I wanted to do it. Because the story was horrible, yes. Because guys like Uncle Amos need to take it in the head for preying on the weakest and most vulnerable, check. Because Katie wanted me to do it, absolutely. But in the end, it all came down to the sadly pretty dress Penny was wearing. And the shoes. And the bit of inexpertly applied makeup. For the first time in years, perhaps for the first time since Uncle Amos had begun making his nighttime visits to her bedroom, always telling her it was ‘our little secret,’ she had tried to make herself presentable for a male human being. It sort of broke my heart. Katie had been scarred by her rape, but had risen above it. Some girls and women can do that. Many can’t.
When she finished, I asked, ‘Do you swear to God that your uncle really did this?’
‘Yes. Again and again and again. When we got old enough to have babies, he made us turn over and used our …’ She didn’t finish this. ‘I bet it didn’t stop with Jessie and me, either.’

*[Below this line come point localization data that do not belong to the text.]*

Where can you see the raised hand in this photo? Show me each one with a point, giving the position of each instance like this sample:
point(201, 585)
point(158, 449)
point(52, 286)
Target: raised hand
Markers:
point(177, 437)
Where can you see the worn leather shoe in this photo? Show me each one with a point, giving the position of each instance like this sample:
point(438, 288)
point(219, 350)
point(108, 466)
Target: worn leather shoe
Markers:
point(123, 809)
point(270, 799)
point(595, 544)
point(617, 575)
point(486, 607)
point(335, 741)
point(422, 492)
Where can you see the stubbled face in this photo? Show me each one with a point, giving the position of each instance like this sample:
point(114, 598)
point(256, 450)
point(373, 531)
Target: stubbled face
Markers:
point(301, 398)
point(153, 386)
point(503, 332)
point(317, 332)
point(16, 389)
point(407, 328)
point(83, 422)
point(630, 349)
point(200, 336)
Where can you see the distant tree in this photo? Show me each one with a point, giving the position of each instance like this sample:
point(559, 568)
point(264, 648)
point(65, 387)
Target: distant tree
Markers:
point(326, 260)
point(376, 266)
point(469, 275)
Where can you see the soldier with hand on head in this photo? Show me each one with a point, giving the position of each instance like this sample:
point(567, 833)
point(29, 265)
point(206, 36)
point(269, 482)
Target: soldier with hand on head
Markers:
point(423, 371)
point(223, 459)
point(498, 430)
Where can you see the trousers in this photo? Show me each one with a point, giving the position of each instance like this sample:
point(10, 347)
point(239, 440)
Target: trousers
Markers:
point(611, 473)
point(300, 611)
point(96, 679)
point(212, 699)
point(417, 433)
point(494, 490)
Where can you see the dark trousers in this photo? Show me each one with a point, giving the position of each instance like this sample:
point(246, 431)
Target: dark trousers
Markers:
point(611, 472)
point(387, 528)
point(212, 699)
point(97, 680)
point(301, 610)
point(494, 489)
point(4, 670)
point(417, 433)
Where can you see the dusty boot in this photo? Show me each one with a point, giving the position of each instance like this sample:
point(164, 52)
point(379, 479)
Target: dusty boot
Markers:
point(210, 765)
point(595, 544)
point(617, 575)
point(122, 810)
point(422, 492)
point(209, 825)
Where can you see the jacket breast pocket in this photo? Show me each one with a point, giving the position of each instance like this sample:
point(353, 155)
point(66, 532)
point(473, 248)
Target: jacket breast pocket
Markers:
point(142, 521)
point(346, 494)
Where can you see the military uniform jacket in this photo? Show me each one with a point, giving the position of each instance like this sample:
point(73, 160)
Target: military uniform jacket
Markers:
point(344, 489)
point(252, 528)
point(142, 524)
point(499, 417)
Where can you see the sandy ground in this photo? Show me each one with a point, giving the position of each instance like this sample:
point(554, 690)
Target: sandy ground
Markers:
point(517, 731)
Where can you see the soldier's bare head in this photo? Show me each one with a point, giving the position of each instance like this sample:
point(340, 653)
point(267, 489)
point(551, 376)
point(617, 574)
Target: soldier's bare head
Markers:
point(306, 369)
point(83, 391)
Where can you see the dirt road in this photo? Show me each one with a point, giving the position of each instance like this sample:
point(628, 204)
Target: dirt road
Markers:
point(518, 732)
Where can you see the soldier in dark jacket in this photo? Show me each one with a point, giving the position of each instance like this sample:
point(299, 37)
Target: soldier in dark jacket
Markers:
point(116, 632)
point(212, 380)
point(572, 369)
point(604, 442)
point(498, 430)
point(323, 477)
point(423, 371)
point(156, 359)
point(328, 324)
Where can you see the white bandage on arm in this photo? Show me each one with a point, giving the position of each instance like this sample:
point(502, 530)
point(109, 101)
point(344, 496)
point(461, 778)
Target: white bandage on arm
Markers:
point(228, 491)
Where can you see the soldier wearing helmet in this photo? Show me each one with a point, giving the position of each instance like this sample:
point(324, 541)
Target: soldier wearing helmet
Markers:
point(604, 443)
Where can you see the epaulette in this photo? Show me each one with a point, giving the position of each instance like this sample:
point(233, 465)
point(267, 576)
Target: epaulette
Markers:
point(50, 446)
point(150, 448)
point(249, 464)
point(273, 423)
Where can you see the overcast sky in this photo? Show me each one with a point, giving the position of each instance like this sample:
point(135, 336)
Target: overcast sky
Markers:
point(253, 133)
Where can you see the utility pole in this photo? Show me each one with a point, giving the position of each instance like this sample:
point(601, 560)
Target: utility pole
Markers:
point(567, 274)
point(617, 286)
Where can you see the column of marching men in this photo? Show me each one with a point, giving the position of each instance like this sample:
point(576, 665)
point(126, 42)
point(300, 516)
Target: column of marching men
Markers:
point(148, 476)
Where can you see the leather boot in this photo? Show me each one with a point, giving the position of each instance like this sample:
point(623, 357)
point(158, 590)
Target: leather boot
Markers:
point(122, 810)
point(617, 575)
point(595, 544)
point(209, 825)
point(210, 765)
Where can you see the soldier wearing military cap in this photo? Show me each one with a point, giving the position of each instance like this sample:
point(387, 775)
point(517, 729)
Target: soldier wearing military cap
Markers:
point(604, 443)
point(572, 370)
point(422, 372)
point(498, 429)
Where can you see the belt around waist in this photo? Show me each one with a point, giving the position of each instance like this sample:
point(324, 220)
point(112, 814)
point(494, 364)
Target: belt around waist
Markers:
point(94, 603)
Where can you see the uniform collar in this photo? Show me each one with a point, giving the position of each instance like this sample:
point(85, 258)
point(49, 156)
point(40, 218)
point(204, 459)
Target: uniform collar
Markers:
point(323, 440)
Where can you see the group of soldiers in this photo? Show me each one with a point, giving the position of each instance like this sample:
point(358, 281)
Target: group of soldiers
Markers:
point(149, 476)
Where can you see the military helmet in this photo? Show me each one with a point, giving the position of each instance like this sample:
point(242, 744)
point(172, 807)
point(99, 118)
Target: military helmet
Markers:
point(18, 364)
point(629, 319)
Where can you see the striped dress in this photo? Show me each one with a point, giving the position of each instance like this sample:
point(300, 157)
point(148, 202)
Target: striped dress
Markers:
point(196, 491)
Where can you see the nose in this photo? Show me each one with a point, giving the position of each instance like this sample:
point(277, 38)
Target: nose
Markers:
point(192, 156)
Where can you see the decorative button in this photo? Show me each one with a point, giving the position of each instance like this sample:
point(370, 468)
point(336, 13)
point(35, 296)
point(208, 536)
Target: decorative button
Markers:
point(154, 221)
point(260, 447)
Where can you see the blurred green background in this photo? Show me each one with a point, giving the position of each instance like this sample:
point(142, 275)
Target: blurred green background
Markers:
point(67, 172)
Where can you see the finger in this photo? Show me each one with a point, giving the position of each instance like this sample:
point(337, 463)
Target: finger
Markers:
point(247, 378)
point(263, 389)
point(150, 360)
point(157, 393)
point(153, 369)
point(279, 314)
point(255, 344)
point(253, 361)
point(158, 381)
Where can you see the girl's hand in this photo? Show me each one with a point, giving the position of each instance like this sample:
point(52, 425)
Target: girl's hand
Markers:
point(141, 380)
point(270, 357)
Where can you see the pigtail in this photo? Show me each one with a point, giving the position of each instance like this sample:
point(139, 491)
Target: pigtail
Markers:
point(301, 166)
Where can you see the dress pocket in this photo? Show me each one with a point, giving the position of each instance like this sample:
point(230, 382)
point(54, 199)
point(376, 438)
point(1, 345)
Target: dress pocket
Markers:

‘And he’s never been caught.’
She shook her head vehemently, dank ringlets flying.
‘Okay.’ I took my iPad out of my briefcase. ‘But you’ll have to tell me about him.’
‘I can do better.’ She disengaged her hand from Katie’s and grabbed the ugliest purse I’ve ever seen outside of a thrift-shop window. From it she took a crumpled sheet of paper, so sweat-stained it was limp and semitransparent. She had written in pencil. The looping scrawl looked like something a child might have done. It was headed AMOS CULLEN LANGFORD: HIS OBITUARY.